Depression is a debilitating psychiatric disorder with a recurrent and progressive course. Around 25% of depressive patients have experienced moderate to severe levels of childhood trauma (CT), resulting in earlier onset and more severe and recurrent depressions that are more resistant to treatment with antidepressants and cognitive behavioral therapy.
Neurobiological studies provide compelling evidence that CT-related depression is a distinct subtype of depression with heightened stress reactivity due to glucocorticoid receptor (GR) overactivation during a vulnerable period in early childhood. There is currently no targeted treatment for CT-related depression. This is problematic as patients with CT-related depression respond poorly to standard depression treatments.

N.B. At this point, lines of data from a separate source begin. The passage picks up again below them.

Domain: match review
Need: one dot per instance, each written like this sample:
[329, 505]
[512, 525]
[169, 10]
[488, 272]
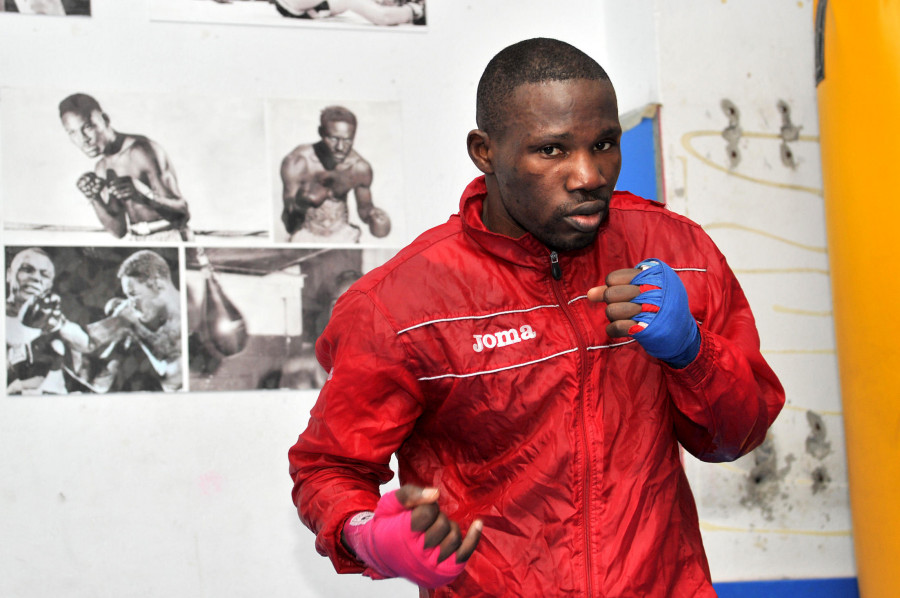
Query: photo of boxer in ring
[329, 190]
[92, 320]
[391, 15]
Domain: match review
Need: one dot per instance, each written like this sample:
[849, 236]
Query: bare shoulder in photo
[57, 8]
[381, 14]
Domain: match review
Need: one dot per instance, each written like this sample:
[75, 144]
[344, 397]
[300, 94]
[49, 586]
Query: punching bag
[858, 90]
[224, 324]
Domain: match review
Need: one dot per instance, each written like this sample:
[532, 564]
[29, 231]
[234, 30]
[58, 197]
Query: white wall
[188, 495]
[768, 219]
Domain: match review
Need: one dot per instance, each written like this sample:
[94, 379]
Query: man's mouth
[587, 216]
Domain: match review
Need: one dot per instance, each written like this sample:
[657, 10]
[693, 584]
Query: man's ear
[479, 145]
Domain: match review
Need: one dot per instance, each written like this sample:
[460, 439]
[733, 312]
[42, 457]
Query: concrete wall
[188, 494]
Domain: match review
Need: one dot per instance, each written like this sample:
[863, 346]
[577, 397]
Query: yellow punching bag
[858, 88]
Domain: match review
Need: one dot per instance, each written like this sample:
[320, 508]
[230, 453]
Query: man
[317, 179]
[150, 316]
[39, 338]
[533, 382]
[377, 12]
[133, 188]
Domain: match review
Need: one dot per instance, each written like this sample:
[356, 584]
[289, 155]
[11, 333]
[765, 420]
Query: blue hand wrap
[671, 334]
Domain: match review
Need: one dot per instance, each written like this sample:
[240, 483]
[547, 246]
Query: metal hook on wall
[732, 133]
[789, 132]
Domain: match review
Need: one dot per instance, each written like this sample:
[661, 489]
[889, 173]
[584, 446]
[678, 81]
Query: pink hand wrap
[387, 544]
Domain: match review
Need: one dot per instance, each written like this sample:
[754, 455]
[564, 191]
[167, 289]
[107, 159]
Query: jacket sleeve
[365, 410]
[726, 399]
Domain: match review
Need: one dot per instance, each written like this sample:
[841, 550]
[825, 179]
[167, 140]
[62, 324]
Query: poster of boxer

The RESET project proposes an innovative, targeted disease-modifying treatment for CT-related depression. New treatment strategies are investigated to ‘reset’ the stress system of these patients in two innovative randomized controlled trials (RCTs):
- The RESET-medication study is a 6-week double-blind placebo-controlled randomized trial testing the efficacy of a 1-week treatment of the glucocorticoid receptor antagonist mifepristone (+ treatment as usual; TAU) in 158 patients with CT-related depression. By blocking the glucocorticoid receptor (GR) using the drug mifepristone, we aim to reverse the biological sequelae of excessive stress due to CT and improve depression outcomes. The RESET-medication RCT is sponsored by the Dutch Brain Foundation (Hersenstichting) and is a close collaboration with the Leiden University Medical Center (prof.dr. Onno Meijer).
- The RESET-psychotherapy study is a 12-week multicenter single-blind RCT testing the efficacy of trauma-focused treatment (TFT) in 158 adults with CT-related depression compared to TAU. The RESET-psychotherapy RCT is made possible by Stichting tot Steun.
Both RCTs also aim to better understand the underlying mechanisms of these new treatment strategies by assessing stress-related biomarkers including cortisol, inflammatory markers, epigenetic and neurobiological (fMRI) changes. A large group of patients could benefit from this innovative hypothesis-driven strategies. If successful, rapid implementation of this treatment in Dutch depression guidelines is possible.
On the longer term, the benefits of treatments aimed at CT could also extend to other psychiatric disorders that are known to have an increased risk as a consequence of CT, including anxiety disorders, post-traumatic stress disorder (PTSD), substance abuse, bipolar disorder, and diagnosis-independent phenomena as suicidality, insomnia, and severe self-harm.